La musique peut être une clé pour faire face au chagrin lorsque nous disons au revoir. Par exemple après un décès, lors d’un enterrement ou d’une séparation. La musique est un signe de vie. Et de grandes chansons sur ce sujet montrent qu’une chose est surtout: pas seul.
Funérailles de l’enfant: Arcade Fire – “Funérailles”
“Mon arbre généalogique perd tout ce que c’est feuille”: Parce que soudain, des gens bien-aimés ont disparu de leur vie, le jeune groupe du Canada a appelé ses débuts “funérailles”. Régine Chassagnes Großess Alice est décédée en juin 2003. Win et le grand-père de William Butler, le musicien Alvino Rey, sont décédés en février 2004. Peu de temps après, Richard Reed Parrs Tante a suivi en avril de la même année.
Le docteur américain Elisabeth Kübler-Ross avait déjà décrit cinq stades dans les années 1960, qui ont traversé des gens face à la mort. Sur les “funérailles”, ils ont tous été traduits en écriture émotionnelle: isolement, colère, déni, dépression et finalement: acceptation.

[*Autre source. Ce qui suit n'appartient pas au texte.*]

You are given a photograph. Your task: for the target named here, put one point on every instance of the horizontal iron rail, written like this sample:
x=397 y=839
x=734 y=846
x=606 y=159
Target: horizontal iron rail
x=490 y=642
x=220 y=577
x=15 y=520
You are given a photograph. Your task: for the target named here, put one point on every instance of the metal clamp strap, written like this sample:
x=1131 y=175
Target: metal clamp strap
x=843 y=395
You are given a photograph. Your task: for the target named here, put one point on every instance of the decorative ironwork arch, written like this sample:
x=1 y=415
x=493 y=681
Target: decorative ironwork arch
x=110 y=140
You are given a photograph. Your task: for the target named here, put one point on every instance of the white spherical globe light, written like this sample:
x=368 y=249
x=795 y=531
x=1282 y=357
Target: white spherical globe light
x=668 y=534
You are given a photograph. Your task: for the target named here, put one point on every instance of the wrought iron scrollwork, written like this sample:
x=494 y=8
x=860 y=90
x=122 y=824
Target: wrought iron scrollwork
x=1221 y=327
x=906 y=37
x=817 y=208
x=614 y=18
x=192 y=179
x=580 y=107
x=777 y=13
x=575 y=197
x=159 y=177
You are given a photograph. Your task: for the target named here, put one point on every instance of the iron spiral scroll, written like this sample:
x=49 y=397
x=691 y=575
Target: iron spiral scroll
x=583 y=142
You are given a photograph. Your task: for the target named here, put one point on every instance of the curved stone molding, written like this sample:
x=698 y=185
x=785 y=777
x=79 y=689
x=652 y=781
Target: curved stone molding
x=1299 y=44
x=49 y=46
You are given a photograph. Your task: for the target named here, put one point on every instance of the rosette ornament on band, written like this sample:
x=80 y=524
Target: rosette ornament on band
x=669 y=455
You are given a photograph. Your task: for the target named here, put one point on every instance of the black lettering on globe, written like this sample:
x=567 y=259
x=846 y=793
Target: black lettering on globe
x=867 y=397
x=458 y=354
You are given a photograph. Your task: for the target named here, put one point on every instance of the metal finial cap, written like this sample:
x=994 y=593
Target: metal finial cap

Au début, le choc est sur la perte, emballé dans des histoires fantastiques sur des enfants dans un monde sans adultes (“quartier # 1”). En fin de compte, cependant, au moins la perspicacité se fait que la rébellion contre les parents pourrait être seulement une rébellion contre les vérités peu aies de grandir: “Les gens disent que vous allez plus vite que sans eau / mais nous savons que c’est juste un mensonge, effrayez votre fils, effrayez votre fille / maintenant voici le soleil, ça va! Maintenant, voici la lune, ça va! “
Adieu à la femme: Herbert Grönemeyer – “The Way”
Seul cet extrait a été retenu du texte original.